Golden Bubbles: A Parable

Colorado was settled in large part because of the gold rush and the silver rush 150 years ago. A great many people came out here actually believing that they could just walk around and pick up gold nuggets that were just laying around for the taking. Of course, some people did find easy pickings, but most did not. A lot worked hard and ended up going back home broke.

Those who set up other businesses went through boom and bust times with the rise and fall of the population and the ups and downs of the mining industry. Mostly those who worked hard and didn't fool themselves about how easy it would be to become fabulously wealthy by just walking around filling sacks with gold nuggets that were scattered all over in plain view managed to build a business. Some ore, of course, was brought to market by miners who did the dirty, dangerous work of digging it out of deep holes underground.

There was money to be made mining and refining ore and precious metals, and there were great opportunities in the early days for those who were willing to risk harsh weather, loneliness and murderous thieves in their quest.

So the gold rushes are akin to what we call bubbles today. Slick operators find a way to game the system until other people catch on. For a little while, some people make big money until their shaky schemes collapse.

We had golden bubbles when people greatly exaggerated the earning potential of new websites or new software. Another bubble was all about exaggerating the value of real estate and then offering loan terms that were unreasonable. Another bubble was all about using unethical trading techniques to run up the prices of stocks.

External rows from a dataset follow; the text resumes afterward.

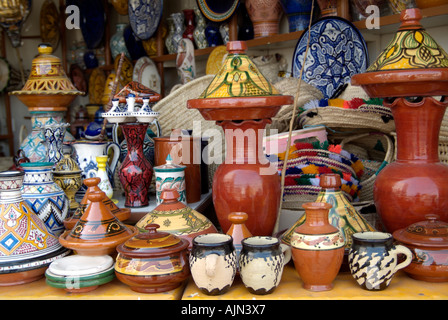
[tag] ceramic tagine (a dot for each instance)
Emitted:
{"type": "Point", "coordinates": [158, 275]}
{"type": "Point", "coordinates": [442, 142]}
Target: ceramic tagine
{"type": "Point", "coordinates": [428, 242]}
{"type": "Point", "coordinates": [44, 196]}
{"type": "Point", "coordinates": [67, 175]}
{"type": "Point", "coordinates": [411, 74]}
{"type": "Point", "coordinates": [47, 93]}
{"type": "Point", "coordinates": [242, 102]}
{"type": "Point", "coordinates": [153, 261]}
{"type": "Point", "coordinates": [122, 214]}
{"type": "Point", "coordinates": [27, 246]}
{"type": "Point", "coordinates": [176, 218]}
{"type": "Point", "coordinates": [98, 231]}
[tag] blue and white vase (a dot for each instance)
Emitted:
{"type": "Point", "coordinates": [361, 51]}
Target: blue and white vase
{"type": "Point", "coordinates": [44, 196]}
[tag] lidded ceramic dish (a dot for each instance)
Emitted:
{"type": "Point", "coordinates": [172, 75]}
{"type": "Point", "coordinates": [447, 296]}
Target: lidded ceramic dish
{"type": "Point", "coordinates": [428, 241]}
{"type": "Point", "coordinates": [153, 261]}
{"type": "Point", "coordinates": [48, 88]}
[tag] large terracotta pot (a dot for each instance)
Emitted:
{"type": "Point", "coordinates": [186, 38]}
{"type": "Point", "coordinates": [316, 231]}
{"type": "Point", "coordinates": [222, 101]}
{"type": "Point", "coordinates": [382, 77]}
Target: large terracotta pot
{"type": "Point", "coordinates": [408, 189]}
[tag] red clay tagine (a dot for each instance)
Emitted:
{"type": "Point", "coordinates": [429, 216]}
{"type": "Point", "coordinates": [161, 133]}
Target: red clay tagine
{"type": "Point", "coordinates": [243, 102]}
{"type": "Point", "coordinates": [411, 74]}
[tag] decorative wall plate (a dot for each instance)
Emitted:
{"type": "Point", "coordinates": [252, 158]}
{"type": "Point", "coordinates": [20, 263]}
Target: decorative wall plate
{"type": "Point", "coordinates": [337, 51]}
{"type": "Point", "coordinates": [144, 17]}
{"type": "Point", "coordinates": [146, 73]}
{"type": "Point", "coordinates": [218, 10]}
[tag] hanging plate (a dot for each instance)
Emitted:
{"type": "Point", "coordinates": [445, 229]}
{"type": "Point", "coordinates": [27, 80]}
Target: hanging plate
{"type": "Point", "coordinates": [218, 10]}
{"type": "Point", "coordinates": [337, 51]}
{"type": "Point", "coordinates": [144, 17]}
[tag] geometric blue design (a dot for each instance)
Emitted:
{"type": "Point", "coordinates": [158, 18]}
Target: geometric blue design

The economy was artificially stimulated for years when banks kept sending more credit cards to people who had not even requested them, but once those cards were in their hands, they could not resist the lure of going shopping for more than they could afford, and then finally being unable to pay for it all. These more recent golden bubbles all made it seem as if there was money just laying around to be scooped up, with no hard work and no consequences.

Today we also have the slick promoters who send out emails every day promising that you can get rich without working. It amazes me that the Nigerian letters are still going around. The fact that they still are circulating with various twists on the theme, is testimony to the gullibility of those who actually believe that a total stranger who just happened to email them wants to deposit millions of dollars in their bank account. Then they get the rude awakening of discovering that instead of money coming into their account, money was taken out.

Then there are the work from home scams that promise that all you have to do is set up your own website and you can have hundreds of thousands of dollars rolling in every day because people will want to buy the stuff that is on your website. Of course they have kits and lessons to sell you about how to do this, but they kind of gloss over the fact that it takes tons of time, energy, money and hard work to let other people know that you even have a website, and get them to come there and buy stuff.

So there is always an opportunity for hard workers who are willing to take risks in order to cultivate opportunities, but just as in the gold rush days, money is not just laying around waiting for you to shovel it into sacks. Not in most honest endeavors anyway.

In this way, I guess you can say that bubbles are not really new. Just remember that old saying that "luck is the intersection where hard work and opportunity meet."